Le problème, et c'est là que le présentisme prend tout son sens, est que Langevin ne fut pas le principal architecte des pensionnats autochtones.

Selon M. Simpson, non seulement son rôle fut marginal, mais les historiens ayant travaillé pour la Commission de vérité et de réconciliation, dont la tâche est de réconcilier les Premières Nations et la société canadienne, n'ont trouvé qu'une seule citation de Langevin sur les pensionnats autochtones.

Par ailleurs, les fonctionnaires chargés de rédiger une note sur le rôle de Langevin dans l'élaboration des pensionnats autochtones ont été incapables de trouver des articles ou des documents historiques attestant d'un tel rôle. Ils insistent plutôt sur l'opposition de Langevin à la pendaison du chef métis, Louis Riel, ce qui nous éloigne de l'idée voulant qu'il ait été responsable de graves injustices à l'endroit des Premières Nations.

Pourquoi une telle décision?

Comment expliquer alors que le gouvernement fédéral ait pu prendre une telle décision? Si nous suivons les analyses de M. Simpson, il y a deux raisons à cela.

La première raison est que le présentisme n'est pas une fin, mais un moyen. C'est un moyen de puiser dans une culture de l'excuse fondée d'une part sur un soi-disant récit colonialiste et raciste, d'autre part sur la conquête de clientèles électorales.

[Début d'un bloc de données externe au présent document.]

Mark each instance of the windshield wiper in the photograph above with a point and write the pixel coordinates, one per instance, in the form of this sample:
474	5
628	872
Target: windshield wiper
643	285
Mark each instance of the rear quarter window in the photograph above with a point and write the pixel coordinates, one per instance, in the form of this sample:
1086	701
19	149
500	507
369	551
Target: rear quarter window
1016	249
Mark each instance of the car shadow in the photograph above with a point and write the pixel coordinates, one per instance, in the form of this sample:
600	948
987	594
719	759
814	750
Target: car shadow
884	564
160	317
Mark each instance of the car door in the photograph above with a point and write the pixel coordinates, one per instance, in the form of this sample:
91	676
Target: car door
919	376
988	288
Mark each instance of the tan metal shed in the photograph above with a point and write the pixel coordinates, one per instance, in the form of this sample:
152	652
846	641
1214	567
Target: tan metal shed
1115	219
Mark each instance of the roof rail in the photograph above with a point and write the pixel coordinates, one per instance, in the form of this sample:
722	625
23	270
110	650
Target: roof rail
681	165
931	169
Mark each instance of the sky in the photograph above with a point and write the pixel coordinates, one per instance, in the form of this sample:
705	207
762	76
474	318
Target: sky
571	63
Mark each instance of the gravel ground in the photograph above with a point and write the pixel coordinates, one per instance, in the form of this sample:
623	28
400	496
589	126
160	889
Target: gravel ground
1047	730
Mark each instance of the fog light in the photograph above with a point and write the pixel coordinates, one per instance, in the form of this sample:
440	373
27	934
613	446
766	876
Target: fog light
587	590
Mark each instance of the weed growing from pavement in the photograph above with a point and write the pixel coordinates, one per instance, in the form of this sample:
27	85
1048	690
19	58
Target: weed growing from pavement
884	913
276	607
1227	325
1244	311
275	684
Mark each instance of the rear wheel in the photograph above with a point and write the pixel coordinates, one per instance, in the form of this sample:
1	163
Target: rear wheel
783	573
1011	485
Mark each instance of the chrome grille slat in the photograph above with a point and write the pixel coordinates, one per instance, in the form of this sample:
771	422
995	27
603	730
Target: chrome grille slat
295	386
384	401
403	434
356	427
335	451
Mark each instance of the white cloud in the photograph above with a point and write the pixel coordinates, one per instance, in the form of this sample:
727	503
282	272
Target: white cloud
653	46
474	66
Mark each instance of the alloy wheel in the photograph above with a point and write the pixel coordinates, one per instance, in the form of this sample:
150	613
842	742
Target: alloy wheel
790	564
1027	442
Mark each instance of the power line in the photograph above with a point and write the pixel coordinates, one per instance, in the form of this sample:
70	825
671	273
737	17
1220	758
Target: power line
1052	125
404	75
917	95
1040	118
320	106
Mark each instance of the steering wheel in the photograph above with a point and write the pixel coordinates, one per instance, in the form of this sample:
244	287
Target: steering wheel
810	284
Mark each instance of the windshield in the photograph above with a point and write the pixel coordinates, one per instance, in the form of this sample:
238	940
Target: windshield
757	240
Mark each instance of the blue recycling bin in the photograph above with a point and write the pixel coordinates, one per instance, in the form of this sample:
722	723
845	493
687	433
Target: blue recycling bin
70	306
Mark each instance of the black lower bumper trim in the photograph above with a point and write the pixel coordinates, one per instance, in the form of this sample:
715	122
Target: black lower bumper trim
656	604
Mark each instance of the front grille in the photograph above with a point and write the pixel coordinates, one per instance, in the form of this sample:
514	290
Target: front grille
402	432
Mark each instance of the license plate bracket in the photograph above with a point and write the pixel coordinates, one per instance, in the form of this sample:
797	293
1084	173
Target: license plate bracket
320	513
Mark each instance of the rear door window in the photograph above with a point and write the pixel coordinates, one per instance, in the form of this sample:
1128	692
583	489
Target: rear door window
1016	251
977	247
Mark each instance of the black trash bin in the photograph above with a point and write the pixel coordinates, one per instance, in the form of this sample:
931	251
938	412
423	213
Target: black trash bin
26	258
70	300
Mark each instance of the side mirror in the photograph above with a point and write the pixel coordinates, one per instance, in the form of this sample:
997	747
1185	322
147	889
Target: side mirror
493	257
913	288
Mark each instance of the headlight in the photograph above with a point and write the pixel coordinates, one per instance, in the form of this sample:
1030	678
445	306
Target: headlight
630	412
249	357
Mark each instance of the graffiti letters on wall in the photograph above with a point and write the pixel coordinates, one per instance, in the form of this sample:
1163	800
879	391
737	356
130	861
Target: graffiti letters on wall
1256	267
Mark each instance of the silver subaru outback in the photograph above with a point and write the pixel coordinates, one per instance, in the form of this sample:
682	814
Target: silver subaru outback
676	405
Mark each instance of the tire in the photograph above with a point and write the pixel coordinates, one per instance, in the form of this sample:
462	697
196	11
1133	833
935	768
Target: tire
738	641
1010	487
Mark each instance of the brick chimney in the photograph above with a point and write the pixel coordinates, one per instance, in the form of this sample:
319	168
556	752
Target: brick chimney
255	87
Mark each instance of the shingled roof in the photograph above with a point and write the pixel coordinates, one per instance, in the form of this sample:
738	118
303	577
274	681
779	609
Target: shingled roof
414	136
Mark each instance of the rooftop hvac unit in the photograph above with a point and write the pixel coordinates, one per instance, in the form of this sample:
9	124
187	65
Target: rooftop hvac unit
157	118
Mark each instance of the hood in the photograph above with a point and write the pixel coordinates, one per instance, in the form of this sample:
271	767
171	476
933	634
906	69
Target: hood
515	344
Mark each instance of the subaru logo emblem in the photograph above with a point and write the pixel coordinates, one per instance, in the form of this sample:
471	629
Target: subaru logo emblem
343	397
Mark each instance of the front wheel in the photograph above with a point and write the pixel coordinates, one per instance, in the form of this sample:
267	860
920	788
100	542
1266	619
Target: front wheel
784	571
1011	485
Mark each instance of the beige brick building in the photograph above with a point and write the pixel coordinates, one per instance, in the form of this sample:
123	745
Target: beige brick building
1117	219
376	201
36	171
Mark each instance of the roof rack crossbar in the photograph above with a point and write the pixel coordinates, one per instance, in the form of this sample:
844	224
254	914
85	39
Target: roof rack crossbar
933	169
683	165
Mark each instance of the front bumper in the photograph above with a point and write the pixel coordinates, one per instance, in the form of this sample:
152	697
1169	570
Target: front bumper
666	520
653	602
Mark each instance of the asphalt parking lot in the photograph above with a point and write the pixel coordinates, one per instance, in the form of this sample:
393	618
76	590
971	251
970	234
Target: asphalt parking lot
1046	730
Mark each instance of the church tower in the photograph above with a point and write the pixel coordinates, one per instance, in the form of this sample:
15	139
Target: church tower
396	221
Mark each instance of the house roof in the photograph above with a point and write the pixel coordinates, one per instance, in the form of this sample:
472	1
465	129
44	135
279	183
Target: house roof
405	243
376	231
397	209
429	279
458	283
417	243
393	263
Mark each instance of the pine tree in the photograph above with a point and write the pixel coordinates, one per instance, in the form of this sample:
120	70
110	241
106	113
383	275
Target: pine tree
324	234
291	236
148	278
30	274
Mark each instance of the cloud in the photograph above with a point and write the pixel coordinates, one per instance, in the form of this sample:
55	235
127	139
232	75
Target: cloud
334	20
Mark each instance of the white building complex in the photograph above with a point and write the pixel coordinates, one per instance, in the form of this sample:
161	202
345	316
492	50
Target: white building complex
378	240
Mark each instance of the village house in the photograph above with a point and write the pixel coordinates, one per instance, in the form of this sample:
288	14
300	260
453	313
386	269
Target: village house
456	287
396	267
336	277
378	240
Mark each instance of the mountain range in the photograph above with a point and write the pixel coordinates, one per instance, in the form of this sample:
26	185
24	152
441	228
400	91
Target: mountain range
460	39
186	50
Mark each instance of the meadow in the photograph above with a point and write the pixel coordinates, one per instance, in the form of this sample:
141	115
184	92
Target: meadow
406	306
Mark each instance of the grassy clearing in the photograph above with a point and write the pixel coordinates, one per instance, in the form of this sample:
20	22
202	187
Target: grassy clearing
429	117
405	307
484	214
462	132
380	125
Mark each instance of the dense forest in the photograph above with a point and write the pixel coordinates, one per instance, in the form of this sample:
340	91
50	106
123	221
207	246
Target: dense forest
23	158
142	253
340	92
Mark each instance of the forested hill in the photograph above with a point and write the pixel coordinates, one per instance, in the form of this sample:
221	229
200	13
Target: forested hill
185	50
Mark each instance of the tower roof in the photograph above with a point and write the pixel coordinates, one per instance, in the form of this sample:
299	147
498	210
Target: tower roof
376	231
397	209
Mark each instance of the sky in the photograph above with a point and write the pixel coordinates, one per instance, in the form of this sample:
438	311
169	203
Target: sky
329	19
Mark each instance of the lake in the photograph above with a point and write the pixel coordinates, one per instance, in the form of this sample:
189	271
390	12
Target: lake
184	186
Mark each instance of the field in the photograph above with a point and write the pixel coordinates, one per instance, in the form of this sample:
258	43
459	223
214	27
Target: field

Cette culture de l'excuse est devenue, déplore M. Simpson, une activité politique et financière lucrative, à laquelle s'adonnent les partis politiques fédéraux et toutes sortes de groupes. Elle a l'effet pervers d'encourager la surenchère victimaire, ce qui n'aide pas les victimes d'injustices, et des attitudes présentistes.

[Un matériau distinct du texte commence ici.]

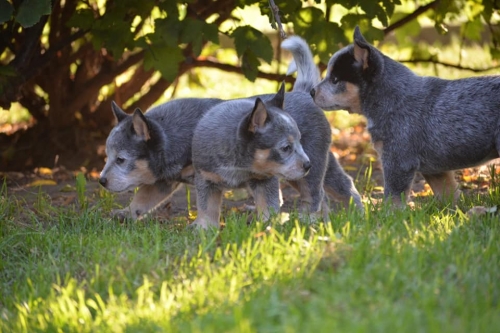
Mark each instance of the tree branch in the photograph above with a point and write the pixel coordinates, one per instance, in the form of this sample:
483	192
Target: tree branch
80	98
410	17
437	62
236	69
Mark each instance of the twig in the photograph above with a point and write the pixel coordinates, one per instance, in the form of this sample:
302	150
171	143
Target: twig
276	14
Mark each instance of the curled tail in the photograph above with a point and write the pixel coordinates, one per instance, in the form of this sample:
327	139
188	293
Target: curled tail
303	62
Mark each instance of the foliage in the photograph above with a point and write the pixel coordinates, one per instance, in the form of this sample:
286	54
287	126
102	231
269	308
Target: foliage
432	269
83	46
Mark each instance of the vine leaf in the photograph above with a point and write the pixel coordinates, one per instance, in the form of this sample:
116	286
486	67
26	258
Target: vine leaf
30	12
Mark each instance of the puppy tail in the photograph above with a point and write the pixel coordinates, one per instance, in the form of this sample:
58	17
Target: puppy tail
303	62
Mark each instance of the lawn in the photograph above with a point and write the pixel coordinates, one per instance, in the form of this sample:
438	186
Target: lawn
429	268
432	268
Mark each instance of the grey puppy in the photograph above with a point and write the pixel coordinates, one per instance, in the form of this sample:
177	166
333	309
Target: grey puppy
246	142
152	151
417	123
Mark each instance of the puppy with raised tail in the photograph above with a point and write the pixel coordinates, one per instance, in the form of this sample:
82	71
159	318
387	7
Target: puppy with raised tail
152	151
417	123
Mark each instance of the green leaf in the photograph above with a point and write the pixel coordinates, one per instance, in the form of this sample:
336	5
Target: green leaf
196	31
472	29
404	33
167	30
249	40
82	18
6	11
249	65
30	12
165	59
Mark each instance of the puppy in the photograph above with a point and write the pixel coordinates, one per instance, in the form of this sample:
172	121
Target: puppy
336	183
417	123
152	151
245	142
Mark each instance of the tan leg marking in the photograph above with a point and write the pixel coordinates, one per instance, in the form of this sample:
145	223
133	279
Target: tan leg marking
211	176
444	185
211	216
142	172
187	172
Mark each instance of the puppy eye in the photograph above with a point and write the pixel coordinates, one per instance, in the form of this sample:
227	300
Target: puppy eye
286	149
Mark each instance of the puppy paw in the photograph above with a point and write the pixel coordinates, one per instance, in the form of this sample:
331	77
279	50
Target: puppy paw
121	214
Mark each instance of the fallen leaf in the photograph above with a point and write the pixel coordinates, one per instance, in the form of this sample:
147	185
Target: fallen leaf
68	188
45	171
42	182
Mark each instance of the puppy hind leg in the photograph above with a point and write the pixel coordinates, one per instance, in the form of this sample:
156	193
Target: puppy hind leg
147	199
444	185
397	184
208	202
266	193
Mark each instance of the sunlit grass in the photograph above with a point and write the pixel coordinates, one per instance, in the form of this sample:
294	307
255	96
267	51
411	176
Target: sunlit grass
430	269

Il n'est absolument pas question de soutenir que certains groupes ne méritent pas d'excuses officielles et des réparations financières. Au contraire, il est des cas évidents, comme celui des Premières Nations, où des excuses sont justifiées. Mais cela ne justifie pas qu'on efface le nom de Langevin du bureau du premier ministre du Canada.

La deuxième raison est que si nous allons au bout du raisonnement présentiste, alors ce n'est pas Langevin auquel le gouvernement fédéral aurait dû s'attaquer, mais Sir John A. Macdonald.

C'est Macdonald qui, à titre de premier premier ministre du Canada, fut le principal responsable de l'élaboration des pensionnats autochtones.

Pourquoi le gouvernement fédéral ne le fait-il pas? Car cela impliquerait la réécriture pure et simple de l'histoire canadienne. L'histoire de Macdonald est à ce point imbriquée dans celle du Canada qu'une telle réécriture équivaudrait à nier un moment fondateur de l'histoire canadienne, soit la création du cadre juridique et politique dans lequel nous vivons.

Ce à quoi il faudrait ajouter qu'une telle réécriture est anachronique moralement, puisqu'elle porte un jugement catégorique et sans appel sur une personnalité historique et, en fin de compte, sur une époque sans se poser la question de savoir si cela a un sens. Soulignons que la majorité des membres du Parlement canadien était, à l'époque de Macdonald, en faveur des pensionnats autochtones.

Une telle décision aurait poussé le gouvernement fédéral à adopter une posture morale plus que douteuse qui, au lieu de commencer par le constat qu'il s'agit d'une époque dont l'horizon moral n'était pas le même que le nôtre, affirme sa supériorité morale, réduisant cette époque à l'immoralité.

Je recommande vivement de lire l'article de M. Simpson (accès payant), ne serait-ce que pour mieux comprendre les dérives que certains font subir à l'histoire et, à plus forte raison, à la politique canadienne.